Esce oggi su tutte le piattaforme digitali e in rotazione radiofonica "Siamo soli nell'immenso vuoto che c'è", il nuovo singolo di Laura Pausini. Il brano non è un inedito in senso assoluto, bensì la rilettura intensa e personale di una gemma della musica d'autore italiana firmata da Raf ben 35 anni fa, nell'ormai lontano 1991.
Un legame tra passato e presente
A spiegare le motivazioni profonde dietro questa scelta interpretativa è la stessa cantante, affascinata dalla forza visionaria e dall'incredibile attualità delle liriche scritte da Raf alle soglie degli anni Novanta:
"È un brano composto da Raf 35 anni fa ed è ancora straordinariamente attuale. Racconta una solitudine e un senso di smarrimento nei quali è impossibile non rispecchiarsi anche oggi, forse persino più di ieri."

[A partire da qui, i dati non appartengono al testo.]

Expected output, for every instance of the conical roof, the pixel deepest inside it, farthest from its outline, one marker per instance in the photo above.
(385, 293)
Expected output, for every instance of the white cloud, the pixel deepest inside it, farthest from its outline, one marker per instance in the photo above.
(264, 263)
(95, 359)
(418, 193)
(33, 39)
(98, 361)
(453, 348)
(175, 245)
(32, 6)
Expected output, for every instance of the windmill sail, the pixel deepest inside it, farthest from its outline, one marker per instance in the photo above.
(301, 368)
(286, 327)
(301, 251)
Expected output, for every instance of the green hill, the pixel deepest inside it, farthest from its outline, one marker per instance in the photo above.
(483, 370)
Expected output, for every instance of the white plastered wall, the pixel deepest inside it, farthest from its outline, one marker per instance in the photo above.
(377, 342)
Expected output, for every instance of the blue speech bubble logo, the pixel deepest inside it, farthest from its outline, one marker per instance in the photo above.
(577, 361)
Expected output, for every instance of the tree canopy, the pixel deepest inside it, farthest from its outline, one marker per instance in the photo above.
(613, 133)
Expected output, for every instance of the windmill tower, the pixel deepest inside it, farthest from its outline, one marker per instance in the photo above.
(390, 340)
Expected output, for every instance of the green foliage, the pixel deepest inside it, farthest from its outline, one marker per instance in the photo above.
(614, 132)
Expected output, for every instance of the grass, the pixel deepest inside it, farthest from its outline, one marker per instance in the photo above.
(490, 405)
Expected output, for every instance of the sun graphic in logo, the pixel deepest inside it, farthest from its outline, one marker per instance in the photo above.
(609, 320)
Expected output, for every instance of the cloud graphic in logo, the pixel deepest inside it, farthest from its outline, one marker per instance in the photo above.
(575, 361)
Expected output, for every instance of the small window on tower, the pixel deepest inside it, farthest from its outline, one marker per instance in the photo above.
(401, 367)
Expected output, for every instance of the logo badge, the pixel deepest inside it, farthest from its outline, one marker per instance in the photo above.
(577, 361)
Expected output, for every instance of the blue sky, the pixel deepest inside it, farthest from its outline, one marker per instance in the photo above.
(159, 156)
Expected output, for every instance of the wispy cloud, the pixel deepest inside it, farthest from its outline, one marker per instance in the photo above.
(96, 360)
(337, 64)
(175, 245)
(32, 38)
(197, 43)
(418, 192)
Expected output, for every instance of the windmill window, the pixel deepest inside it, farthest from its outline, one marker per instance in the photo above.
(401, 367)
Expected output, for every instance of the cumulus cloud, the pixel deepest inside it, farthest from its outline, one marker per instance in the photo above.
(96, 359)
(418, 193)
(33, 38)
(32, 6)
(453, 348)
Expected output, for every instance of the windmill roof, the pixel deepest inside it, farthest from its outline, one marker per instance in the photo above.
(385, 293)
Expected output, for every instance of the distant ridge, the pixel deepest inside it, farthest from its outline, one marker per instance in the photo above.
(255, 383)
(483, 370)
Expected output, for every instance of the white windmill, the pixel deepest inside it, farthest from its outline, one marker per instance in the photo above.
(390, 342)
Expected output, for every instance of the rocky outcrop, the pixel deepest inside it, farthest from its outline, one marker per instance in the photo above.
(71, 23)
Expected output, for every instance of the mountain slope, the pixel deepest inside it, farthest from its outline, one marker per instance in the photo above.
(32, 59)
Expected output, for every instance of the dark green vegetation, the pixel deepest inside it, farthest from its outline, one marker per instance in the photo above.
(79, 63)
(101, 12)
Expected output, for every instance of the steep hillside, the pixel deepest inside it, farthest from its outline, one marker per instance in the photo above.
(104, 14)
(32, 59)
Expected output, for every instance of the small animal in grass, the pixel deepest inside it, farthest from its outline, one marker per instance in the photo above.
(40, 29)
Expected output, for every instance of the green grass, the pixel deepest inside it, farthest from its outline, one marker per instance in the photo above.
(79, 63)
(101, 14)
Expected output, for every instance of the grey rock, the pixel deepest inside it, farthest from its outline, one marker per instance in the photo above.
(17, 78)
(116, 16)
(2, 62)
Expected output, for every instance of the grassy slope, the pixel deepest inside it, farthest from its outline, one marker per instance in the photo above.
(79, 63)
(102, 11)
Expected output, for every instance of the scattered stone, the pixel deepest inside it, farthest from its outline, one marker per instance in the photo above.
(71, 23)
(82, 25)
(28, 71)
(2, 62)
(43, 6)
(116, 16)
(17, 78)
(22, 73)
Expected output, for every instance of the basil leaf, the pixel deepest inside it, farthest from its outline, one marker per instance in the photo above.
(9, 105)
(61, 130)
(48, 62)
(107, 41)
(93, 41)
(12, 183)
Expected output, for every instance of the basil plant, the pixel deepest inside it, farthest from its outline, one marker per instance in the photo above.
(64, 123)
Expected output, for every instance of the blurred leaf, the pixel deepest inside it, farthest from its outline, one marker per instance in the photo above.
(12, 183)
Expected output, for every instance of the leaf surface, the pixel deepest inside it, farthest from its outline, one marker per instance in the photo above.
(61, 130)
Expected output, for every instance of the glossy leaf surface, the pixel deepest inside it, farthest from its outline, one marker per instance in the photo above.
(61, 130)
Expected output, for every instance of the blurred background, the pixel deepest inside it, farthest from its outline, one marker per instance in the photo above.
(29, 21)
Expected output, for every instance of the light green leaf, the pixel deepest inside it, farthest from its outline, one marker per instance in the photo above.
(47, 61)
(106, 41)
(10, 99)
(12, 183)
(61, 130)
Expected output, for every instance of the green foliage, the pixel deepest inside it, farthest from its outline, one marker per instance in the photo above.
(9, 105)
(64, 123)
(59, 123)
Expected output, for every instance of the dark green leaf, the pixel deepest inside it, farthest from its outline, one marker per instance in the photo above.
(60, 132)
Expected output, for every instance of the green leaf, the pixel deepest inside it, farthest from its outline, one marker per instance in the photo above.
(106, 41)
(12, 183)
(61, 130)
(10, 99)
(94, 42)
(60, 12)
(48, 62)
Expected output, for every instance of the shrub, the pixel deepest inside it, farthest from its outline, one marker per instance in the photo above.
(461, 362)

Laura Pausini veste il pezzo con una nuova produzione che ne rispetta l'impalcatura emotiva, impreziosendola con la sua estensione vocale e un arrangiamento moderno che fonde sonorità pop ed elementi orchestrali.
Un classico che parla al pubblico di oggi
L'operazione non si limita a un semplice tributo nostalgico, ma si propone di far riscoprire alle nuove generazioni un testo profondo sulla ricerca di senso e sulla fragilità delle relazioni umane. Il singolo si preannuncia già come uno dei punti di forza del nuovo progetto discografico dell'artista, confermando ancora una volta la sua capacità di far propri i grandi classici della canzone italiana.